Même ceux qui n’ont pas lu ses romans connaissent probablement les nombreux mots et expressions du monde de l’intelligence introduits par Le Carré : « piège à miel », par exemple, et, le plus célèbre, « taupe ».

Le Carré vivait un peu comme les personnages de ses livres : il voyageait beaucoup, skiait à des vitesses dépassant ses propres capacités, avait des aventures et dînait avec des éminences et des rois tout en se méfiant de l’ostentation et du charme – peut-être parce qu’après l’affaire Philby, le Carré a déclaré qu’il ne pourrait plus jamais faire confiance au charisme.

Il s’irritait parfois d’être considéré comme un simple romancier d’espionnage, ou bien niait se soucier de ceux qui considéraient son œuvre comme de la pulpe : « Je crois honnêtement que les critiques finiront par se rallier à ce que le public a reconnu depuis longtemps, à savoir que l’espionnage Le roman est un thème aussi flexible et aussi valable à notre époque que n’importe quel autre thème majeur, aussi valable que l’histoire d’amour », a-t-il déclaré. dit le Washington Post en 1977.

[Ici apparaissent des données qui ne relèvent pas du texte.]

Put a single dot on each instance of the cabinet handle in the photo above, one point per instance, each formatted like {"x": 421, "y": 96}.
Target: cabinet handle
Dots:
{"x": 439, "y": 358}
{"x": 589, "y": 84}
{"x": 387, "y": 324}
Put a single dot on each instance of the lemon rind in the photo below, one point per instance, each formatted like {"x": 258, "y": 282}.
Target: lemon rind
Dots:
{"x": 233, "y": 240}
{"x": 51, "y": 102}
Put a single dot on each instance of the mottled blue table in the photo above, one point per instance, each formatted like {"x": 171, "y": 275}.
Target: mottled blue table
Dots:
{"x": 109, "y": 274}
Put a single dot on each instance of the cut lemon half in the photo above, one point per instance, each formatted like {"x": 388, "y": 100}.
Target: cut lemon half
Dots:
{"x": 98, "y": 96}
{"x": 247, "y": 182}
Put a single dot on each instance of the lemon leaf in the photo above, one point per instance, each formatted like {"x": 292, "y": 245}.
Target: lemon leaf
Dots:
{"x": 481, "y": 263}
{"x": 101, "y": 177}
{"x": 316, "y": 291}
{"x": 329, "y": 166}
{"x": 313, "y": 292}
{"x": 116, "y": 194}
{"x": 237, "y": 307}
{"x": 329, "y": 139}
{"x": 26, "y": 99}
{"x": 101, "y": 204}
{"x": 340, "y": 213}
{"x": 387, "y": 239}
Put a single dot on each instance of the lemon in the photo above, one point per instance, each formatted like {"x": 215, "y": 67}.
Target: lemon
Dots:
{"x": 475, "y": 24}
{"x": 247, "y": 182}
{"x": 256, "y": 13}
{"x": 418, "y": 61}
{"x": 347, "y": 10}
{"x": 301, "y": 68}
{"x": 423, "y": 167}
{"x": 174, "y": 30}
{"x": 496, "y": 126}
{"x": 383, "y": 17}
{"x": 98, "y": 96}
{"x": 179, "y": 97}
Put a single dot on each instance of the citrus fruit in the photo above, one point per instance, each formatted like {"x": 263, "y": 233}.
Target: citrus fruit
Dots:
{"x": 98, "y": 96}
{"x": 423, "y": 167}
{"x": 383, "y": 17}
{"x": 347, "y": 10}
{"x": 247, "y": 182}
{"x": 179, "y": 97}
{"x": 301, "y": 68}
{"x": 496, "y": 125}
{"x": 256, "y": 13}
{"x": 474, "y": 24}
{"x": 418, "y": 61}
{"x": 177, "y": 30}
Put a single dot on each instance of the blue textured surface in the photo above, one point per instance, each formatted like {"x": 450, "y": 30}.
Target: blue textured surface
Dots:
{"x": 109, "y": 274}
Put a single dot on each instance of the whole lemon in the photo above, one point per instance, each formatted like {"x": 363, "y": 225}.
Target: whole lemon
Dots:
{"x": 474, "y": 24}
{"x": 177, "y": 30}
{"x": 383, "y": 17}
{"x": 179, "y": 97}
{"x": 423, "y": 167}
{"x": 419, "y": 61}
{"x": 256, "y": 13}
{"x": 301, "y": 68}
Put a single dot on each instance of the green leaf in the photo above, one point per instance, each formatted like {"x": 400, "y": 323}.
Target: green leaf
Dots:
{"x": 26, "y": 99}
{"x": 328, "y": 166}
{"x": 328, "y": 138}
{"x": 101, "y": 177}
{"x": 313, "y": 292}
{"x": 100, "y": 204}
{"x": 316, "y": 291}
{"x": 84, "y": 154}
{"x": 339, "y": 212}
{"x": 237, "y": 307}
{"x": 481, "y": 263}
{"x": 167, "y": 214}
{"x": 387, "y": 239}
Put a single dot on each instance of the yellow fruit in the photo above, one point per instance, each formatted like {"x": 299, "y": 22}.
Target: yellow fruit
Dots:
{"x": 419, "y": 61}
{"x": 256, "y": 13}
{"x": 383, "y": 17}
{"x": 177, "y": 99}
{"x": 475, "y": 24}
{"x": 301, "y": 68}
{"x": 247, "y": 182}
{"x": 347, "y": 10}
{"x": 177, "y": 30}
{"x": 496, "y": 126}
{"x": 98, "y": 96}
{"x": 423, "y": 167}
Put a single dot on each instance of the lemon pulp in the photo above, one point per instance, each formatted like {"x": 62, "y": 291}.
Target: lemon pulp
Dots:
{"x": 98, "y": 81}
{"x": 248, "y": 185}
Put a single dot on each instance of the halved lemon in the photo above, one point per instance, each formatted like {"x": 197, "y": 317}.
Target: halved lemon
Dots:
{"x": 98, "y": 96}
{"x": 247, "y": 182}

Il a largement donné raison. Philip Roth a appelé Un espion parfait (1986) « le meilleur roman anglais depuis (la Seconde Guerre mondiale) ». En 2013, Ian McEwan a fait écho à ce sentiment, affirmant que le Carré « resterait dans les mémoires comme étant peut-être le romancier le plus important de la seconde moitié du XXe siècle en Grande-Bretagne ». Le consensus critique a largement évolué dans la même direction. Comme Graham Greene, le Carré a créé des histoires qui évoquent l’aliénation de devoir se déplacer dans des mondes façonnés par des forces secrètes échappant à notre contrôle. Comme Sir Arthur Conan Doyle ou JRR Tolkien, il a créé une multitude de personnages récurrents que ses lecteurs pouvaient suivre à travers de nouveaux livres comme de vieux amis (ou ennemis). Comme Joseph Conrad, il était profondément sensible à la capacité humaine de se livrer à une barbarie occasionnelle et aux conséquences sanglantes du colonialisme. Ses romans sont autant des romans anti-espionnage que des romans d’espionnage, des réquisitoires contre la bureaucratie impériale distinguée. Malgré ce manque apparent de glamour, le monde n’a jamais cessé de lire.